There are times when server-side cache mechanisms may speed up subsequent requests, but for now let's focus on browser-related aspects.
Hovering over the waterfall 'blocks' reveals time details:
https://i.sstatic.net/5r64b.png
Here is a brief explanation of each phase (sourced from Google Developers):
- Queueing. Requests are queued by the browser when:
- There are higher priority requests.
- There are already six TCP connections open for this origin, hitting the limit. This applies to HTTP/1.0 and HTTP/1.1 only.
- The browser needs to make space in the disk cache briefly
- Stalled. The request could be stalled due to reasons mentioned under Queueing.
- DNS Lookup. The browser is resolving the requested IP address.
- Proxy negotiation. Negotiating the request with a proxy server.
- Request sent. Sending out the request.
- ServiceWorker Preparation. Setting up the service worker.
- Request to ServiceWorker. Request being sent to the service worker.
- Waiting (TTFB). Waiting for the first byte of response. TTFB means Time To First Byte, which includes one
round trip of latency and the server preparation time for the response.
- Content Download. Receiving the response content.
- Receiving Push. Getting data via HTTP/2 Server Push for the response.
- Reading Push. Reading local previously received data.
So what sets apart the initial and subsequent requests in a traditional HTTP/1.1 setup?
- DNS Lookup: Resolving DNS for the first request might take longer. Subsequent requests benefit from faster resolution using the browser's DNS cache.
- Waiting (TTFB): The first request must establish a TCP connection to the server. With HTTP keep-alive, subsequent requests reuse the existing TCP connection, eliminating the need for another TCP handshake and reducing three round-trip times compared to the first request.

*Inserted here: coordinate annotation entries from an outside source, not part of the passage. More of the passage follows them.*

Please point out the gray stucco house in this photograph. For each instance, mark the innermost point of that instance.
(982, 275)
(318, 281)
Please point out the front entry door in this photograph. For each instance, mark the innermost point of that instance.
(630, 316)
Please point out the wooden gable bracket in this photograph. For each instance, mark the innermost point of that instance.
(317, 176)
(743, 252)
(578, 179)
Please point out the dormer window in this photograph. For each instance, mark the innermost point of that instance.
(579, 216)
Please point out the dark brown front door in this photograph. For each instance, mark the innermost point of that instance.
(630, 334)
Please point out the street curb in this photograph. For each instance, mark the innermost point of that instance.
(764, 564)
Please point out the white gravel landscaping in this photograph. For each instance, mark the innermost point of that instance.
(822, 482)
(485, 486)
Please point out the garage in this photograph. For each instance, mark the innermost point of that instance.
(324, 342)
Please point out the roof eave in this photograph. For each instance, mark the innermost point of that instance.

- Content Download: Initial request experiences more time due to TCP slow start when downloading content. As subsequent requests leverage the established TCP connection and scale up the TCP window, content download accelerates significantly compared to the first request.
Hence, generally subsequent requests should be quicker than the first one. This leads to a common network optimization tactic: Minimize the number of domains used for your website.
HTTP/2 enhances multiplexing to optimize usage of a single TCP connection. Hence, HTTP/2 provides performance enhancements in the modern frontend landscape where numerous small assets are deployed on CDN servers.